The Church of Theotokos Panachrantos, or the North Church as is popularly known, is the oldest example of the cross-in-square domed type of Church Architecture in Constantinople. It is also a religious structure with a tripartite sanctuary to the east, and north to the west. The north and south vaults of the church terminate in huge windows that gloriously illuminate the interior of the church. The eastern vault extends over the church’s apse, creates a spacious Bema and is flanked by two tiny but elegant, quatrefoil structures that serve as the Prothesis and the Diakonikon. Apparently, the walls of this impressive church were further enhanced with marble veneering, both inside and outside. The Church of Theotokos Panachrantos was domed but the four columns supporting the vaults are missing, although three column bases survived the church’s probable fire destruction, and remain in their original positions. Equally interesting is the three-bay Narthex of the Church, which culminates, on its narrow sides, in shallow niches. Originally, the Narthex was preceded by a narrow exterior porch that covered the main entrance to the narthex. http://constantinople.ehw.gr/Forms/fLemmaBodyExtended.aspx?lemmaID=10907
The original Church of the Panachrantos, incorporated in its original design plan, had six additional Chapels. Two of them, single-naved, flanking the Prothesis and Diakonikon, are now lost in their initial state. The North Chapel suffered the most. Today only a part of its apse has been discovered and unearthed as the result of archaeological excavations. The Southern Chapel, on the other hand, located next to the Panachrantos Diakonikon, was partially saved, serving as the Prothesis of the, attached, thirteenth century Church of Saint John. Four more Chapels existed on the roof of the North Church. These Chapels, partialy destroyed during the fire of 1917, were not visible if you were inside the Church. Two of these Chapels, in quatrefoil shape, were situated over the western corner bays of the naos, and two more Chapels, located over the Diakonikon and Prothesis, were to be seen at the east end of the building. Access to the roof was through a staircase inside the tower south of the Narthex. https://www.thebyzantinelegacy.com/lips
The North church provides probably the largest and the most “outstanding collection of Middle Byzantine sculptural decoration in Constantinople” write Cyril Mango and Ernest J. W. Hawkins in their 1964 DO article. What survived shows “a wealth of carved ornaments both inside and outside… (unique quality in execution, and the use of) …an endless variety of motifs – highly stylized palmettes, and “bouquets” of different forms, fleurons, stars and crosses (peacocks and eagles) – (that create) a sense of unit on the decoration as a whole.” The style of sculptural rendering is crisp, with sharp ridges that are carefully “smoothed down to the flat background upon which the forward contours of the motifs are repeated.” Mango and Hawkins proceed to an amazing description of amazing discoveries. https://www.jstor.org/stable/1291216?origin=crossref&seq=6#metadata_info_tab_contents, pp. 304-311
The Church Constantinos Lips, built in the early 10th century, survived time, devastating fires and invasions. Attached to it, Empress Theodora, widow of Emperor Michael VIII Palaiologos (r. 1259–1282), established a second Church dedicated to St. John the Baptist known today as the “South Church.” Constantinos’s Church was now part of a prestigious Nunnery, a Xenon and the Burial “ground) of the Paleologean family. (…to be addressed)

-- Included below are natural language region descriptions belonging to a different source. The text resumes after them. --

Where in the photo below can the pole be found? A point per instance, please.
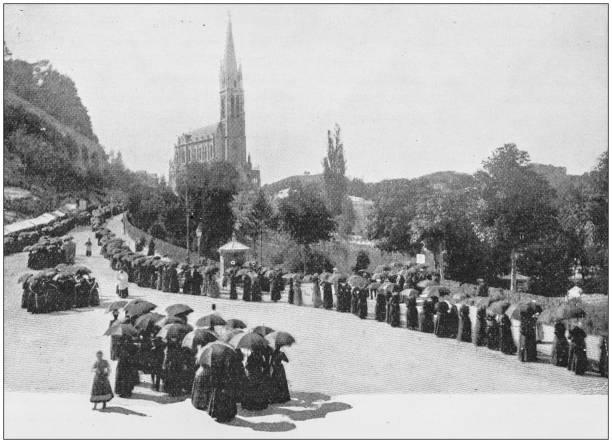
(187, 223)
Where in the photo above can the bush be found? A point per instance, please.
(362, 261)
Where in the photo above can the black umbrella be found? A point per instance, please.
(248, 340)
(199, 337)
(178, 309)
(116, 305)
(217, 355)
(234, 323)
(121, 329)
(262, 330)
(147, 321)
(210, 321)
(138, 307)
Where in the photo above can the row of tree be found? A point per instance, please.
(504, 219)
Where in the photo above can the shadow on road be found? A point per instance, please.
(302, 406)
(121, 410)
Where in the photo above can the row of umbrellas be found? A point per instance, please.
(174, 327)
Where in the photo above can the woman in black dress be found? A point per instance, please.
(394, 311)
(577, 354)
(560, 349)
(426, 317)
(381, 306)
(127, 372)
(291, 292)
(464, 330)
(279, 389)
(328, 298)
(480, 328)
(492, 333)
(506, 341)
(527, 342)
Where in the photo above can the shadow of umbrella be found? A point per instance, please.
(122, 411)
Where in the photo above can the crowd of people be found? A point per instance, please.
(59, 289)
(219, 363)
(17, 241)
(390, 285)
(49, 252)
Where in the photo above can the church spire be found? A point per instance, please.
(229, 58)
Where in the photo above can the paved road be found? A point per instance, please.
(335, 353)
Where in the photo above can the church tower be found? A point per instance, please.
(232, 105)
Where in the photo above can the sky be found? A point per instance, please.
(415, 88)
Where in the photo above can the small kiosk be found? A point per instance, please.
(232, 251)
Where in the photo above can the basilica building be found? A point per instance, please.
(224, 140)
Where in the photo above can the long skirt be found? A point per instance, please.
(527, 349)
(201, 390)
(480, 333)
(394, 315)
(426, 322)
(101, 390)
(577, 361)
(279, 389)
(412, 318)
(124, 378)
(381, 308)
(317, 301)
(255, 396)
(328, 298)
(464, 331)
(560, 352)
(222, 405)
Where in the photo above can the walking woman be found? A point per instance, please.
(279, 389)
(426, 321)
(464, 330)
(317, 301)
(560, 351)
(127, 373)
(101, 391)
(527, 342)
(246, 288)
(506, 341)
(381, 309)
(577, 353)
(328, 298)
(480, 328)
(412, 314)
(291, 295)
(297, 289)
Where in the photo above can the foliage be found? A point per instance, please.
(334, 169)
(362, 262)
(304, 216)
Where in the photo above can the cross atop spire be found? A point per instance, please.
(229, 58)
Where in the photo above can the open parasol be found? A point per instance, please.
(280, 338)
(138, 307)
(210, 321)
(116, 305)
(198, 337)
(178, 309)
(174, 331)
(121, 329)
(234, 323)
(248, 340)
(262, 330)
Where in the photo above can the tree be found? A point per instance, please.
(362, 261)
(305, 217)
(515, 204)
(334, 169)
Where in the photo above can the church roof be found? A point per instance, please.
(203, 132)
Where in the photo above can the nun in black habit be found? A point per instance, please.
(464, 329)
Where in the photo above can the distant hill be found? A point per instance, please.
(50, 150)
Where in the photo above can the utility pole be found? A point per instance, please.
(187, 223)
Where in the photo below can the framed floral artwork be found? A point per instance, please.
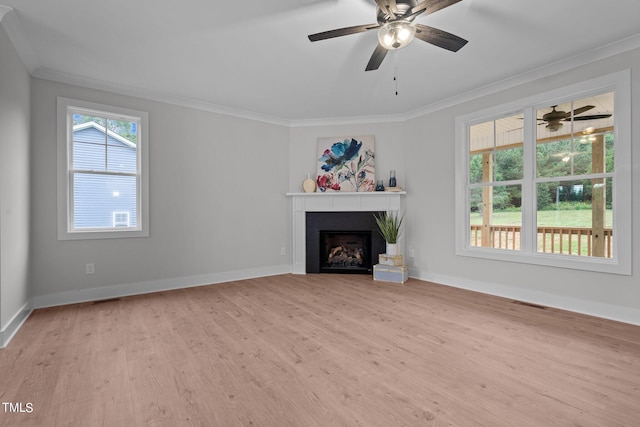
(346, 164)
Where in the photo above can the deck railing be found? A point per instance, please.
(557, 240)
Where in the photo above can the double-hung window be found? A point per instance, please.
(546, 180)
(102, 171)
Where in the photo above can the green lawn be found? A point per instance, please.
(560, 218)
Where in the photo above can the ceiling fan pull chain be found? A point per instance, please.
(395, 74)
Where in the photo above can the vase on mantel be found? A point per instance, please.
(392, 249)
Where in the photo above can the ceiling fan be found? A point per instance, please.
(396, 28)
(554, 118)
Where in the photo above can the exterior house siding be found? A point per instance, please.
(98, 197)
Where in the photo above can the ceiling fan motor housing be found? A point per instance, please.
(402, 5)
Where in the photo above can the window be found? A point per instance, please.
(546, 180)
(102, 171)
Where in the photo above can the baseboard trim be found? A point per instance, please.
(115, 291)
(14, 325)
(592, 308)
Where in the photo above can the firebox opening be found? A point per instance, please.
(345, 251)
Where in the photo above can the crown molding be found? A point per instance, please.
(3, 11)
(547, 70)
(10, 21)
(96, 84)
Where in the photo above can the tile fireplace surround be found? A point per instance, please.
(335, 202)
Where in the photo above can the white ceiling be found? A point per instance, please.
(254, 57)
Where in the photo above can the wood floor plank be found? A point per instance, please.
(320, 350)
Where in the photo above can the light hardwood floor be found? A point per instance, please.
(320, 350)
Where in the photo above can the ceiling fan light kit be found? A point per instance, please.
(396, 28)
(396, 35)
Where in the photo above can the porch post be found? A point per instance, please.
(598, 196)
(487, 199)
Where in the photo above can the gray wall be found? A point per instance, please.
(427, 169)
(14, 188)
(217, 204)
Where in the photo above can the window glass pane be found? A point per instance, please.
(575, 217)
(495, 150)
(97, 197)
(496, 216)
(574, 136)
(121, 158)
(554, 158)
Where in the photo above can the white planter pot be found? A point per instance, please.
(392, 249)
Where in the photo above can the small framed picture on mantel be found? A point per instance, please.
(346, 164)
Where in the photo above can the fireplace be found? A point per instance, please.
(342, 242)
(340, 203)
(345, 251)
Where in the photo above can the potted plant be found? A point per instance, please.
(389, 226)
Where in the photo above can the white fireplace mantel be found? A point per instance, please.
(302, 203)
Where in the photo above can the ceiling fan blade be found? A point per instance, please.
(430, 6)
(439, 38)
(376, 59)
(591, 117)
(342, 32)
(581, 110)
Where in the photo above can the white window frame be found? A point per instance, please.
(621, 263)
(66, 231)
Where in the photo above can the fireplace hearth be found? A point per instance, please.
(342, 242)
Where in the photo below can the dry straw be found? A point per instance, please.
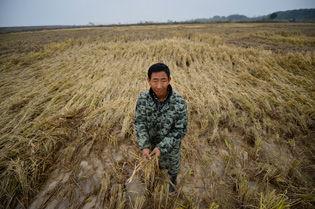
(250, 104)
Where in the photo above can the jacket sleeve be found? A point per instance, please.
(178, 131)
(140, 124)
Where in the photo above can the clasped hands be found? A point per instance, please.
(146, 153)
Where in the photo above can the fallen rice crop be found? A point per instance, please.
(67, 102)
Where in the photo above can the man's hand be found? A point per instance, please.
(156, 151)
(145, 153)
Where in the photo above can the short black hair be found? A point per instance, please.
(158, 67)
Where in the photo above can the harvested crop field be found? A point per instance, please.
(67, 107)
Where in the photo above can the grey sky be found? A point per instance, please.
(81, 12)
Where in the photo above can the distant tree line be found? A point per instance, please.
(301, 14)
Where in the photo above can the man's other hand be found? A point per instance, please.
(156, 151)
(145, 153)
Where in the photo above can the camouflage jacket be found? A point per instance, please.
(162, 128)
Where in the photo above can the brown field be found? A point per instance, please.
(67, 102)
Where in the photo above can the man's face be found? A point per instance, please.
(159, 83)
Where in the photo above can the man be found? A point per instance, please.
(161, 121)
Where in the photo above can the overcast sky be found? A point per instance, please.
(81, 12)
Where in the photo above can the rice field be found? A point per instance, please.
(67, 107)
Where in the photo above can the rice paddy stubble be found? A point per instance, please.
(80, 97)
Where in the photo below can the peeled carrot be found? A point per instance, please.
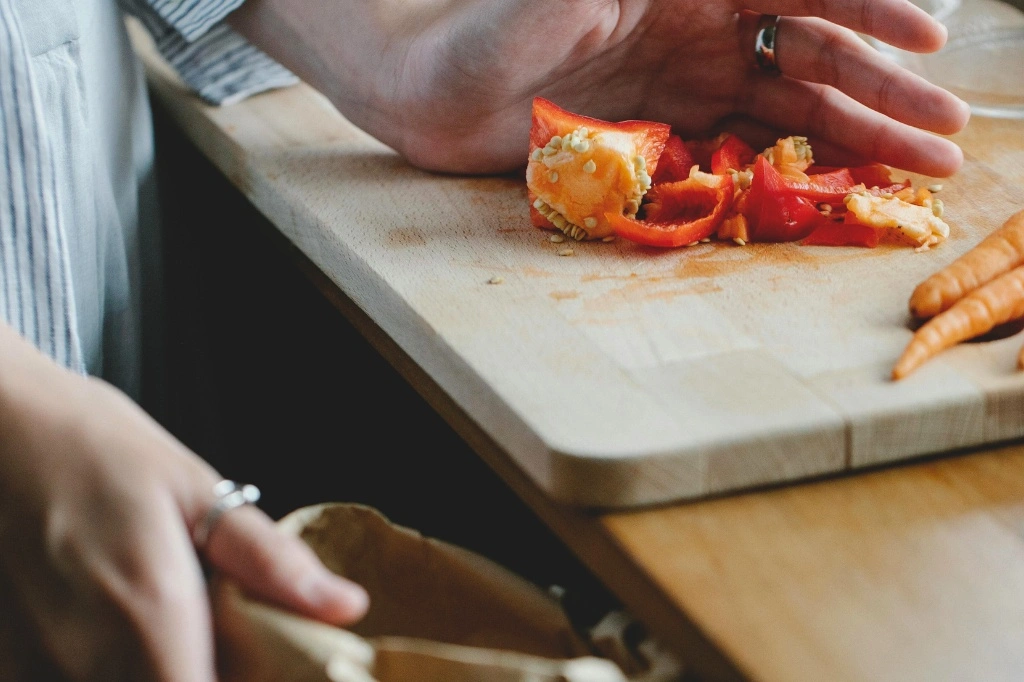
(997, 253)
(987, 306)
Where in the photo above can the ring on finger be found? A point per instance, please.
(764, 44)
(228, 496)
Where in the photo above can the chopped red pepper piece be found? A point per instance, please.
(833, 232)
(733, 154)
(678, 213)
(828, 187)
(775, 212)
(675, 162)
(581, 168)
(550, 120)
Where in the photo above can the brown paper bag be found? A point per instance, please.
(438, 613)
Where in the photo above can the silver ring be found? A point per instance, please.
(764, 44)
(229, 495)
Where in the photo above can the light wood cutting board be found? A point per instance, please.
(625, 375)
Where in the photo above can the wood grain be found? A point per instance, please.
(908, 573)
(623, 375)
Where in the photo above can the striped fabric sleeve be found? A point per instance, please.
(214, 60)
(36, 291)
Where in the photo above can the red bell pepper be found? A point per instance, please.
(549, 120)
(581, 194)
(832, 232)
(733, 154)
(678, 213)
(869, 175)
(675, 162)
(774, 210)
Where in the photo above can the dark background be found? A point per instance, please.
(265, 379)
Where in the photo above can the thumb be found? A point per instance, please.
(271, 565)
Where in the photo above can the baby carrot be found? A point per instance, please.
(993, 303)
(997, 253)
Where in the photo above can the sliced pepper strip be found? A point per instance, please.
(774, 211)
(733, 154)
(678, 213)
(675, 163)
(843, 233)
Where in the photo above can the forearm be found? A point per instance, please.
(343, 48)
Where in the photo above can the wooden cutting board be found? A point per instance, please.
(623, 375)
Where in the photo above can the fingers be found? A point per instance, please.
(271, 565)
(821, 112)
(812, 49)
(898, 23)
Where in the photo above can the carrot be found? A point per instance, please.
(997, 253)
(987, 306)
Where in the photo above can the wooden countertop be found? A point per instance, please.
(909, 572)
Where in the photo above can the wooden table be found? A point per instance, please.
(909, 572)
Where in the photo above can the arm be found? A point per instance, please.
(97, 504)
(448, 83)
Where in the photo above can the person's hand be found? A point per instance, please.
(449, 83)
(97, 509)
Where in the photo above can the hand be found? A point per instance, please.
(97, 505)
(449, 83)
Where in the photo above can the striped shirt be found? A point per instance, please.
(76, 163)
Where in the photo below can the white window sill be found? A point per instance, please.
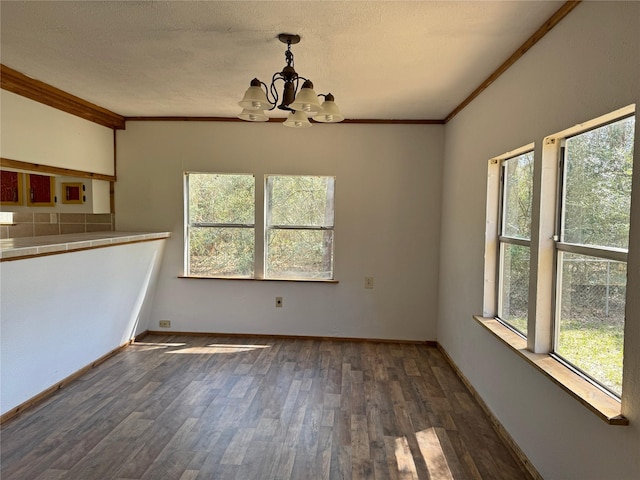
(604, 406)
(307, 280)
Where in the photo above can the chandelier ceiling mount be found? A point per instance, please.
(302, 102)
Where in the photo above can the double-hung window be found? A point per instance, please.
(222, 239)
(220, 227)
(299, 227)
(514, 240)
(556, 267)
(591, 250)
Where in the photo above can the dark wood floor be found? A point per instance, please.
(185, 407)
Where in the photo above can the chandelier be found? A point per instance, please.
(301, 104)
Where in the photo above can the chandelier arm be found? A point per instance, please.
(274, 91)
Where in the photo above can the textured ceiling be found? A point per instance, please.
(381, 60)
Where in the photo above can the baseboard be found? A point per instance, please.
(429, 343)
(515, 450)
(54, 388)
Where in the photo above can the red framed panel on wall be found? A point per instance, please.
(41, 190)
(72, 193)
(10, 188)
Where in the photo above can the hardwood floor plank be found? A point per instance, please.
(218, 407)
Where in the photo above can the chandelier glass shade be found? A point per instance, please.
(302, 103)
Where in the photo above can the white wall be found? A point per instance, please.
(387, 224)
(62, 312)
(586, 67)
(36, 133)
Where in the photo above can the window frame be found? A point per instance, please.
(260, 232)
(561, 247)
(188, 226)
(537, 348)
(503, 239)
(269, 226)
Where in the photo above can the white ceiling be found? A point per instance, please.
(381, 60)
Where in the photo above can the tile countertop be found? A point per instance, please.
(15, 248)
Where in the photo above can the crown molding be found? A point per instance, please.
(280, 120)
(562, 12)
(20, 84)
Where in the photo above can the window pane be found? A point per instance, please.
(518, 195)
(219, 198)
(221, 252)
(514, 290)
(598, 185)
(591, 316)
(300, 200)
(300, 254)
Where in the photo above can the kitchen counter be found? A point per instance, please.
(28, 247)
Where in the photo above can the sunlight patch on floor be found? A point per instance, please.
(433, 454)
(217, 349)
(404, 459)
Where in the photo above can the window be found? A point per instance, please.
(592, 247)
(556, 251)
(223, 240)
(220, 238)
(299, 227)
(516, 179)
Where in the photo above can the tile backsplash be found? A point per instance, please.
(34, 224)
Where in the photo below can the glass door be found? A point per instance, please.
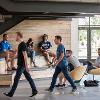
(82, 44)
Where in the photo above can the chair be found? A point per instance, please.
(94, 72)
(77, 75)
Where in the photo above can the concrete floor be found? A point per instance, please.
(23, 91)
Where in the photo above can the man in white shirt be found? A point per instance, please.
(73, 63)
(97, 61)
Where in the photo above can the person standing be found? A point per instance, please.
(7, 53)
(31, 52)
(22, 67)
(44, 47)
(61, 64)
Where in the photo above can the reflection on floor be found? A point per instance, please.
(23, 91)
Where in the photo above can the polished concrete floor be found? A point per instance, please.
(23, 91)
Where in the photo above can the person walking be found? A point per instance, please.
(22, 67)
(61, 64)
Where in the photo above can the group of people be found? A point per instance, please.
(63, 61)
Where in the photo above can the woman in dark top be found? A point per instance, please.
(30, 51)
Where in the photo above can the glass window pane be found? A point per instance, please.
(84, 21)
(95, 42)
(95, 20)
(82, 44)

During the Ottoman period the Lips Monastery (South Church) served as a Mescit (a small mosque) and later, in 1636, after a fire in 1633, the South Church was upgraded to Camii while the North Church was converted into a Tekke (a dervish lodge). Two more fires down the path of history…the building was abandoned… but excavations in 1929, and a thorough restoration between the 1950s and the 1960s by the Byzantine Institute of America, gave it new life, so that today, known as Fenari Isa Camii, serves once again as a mosque.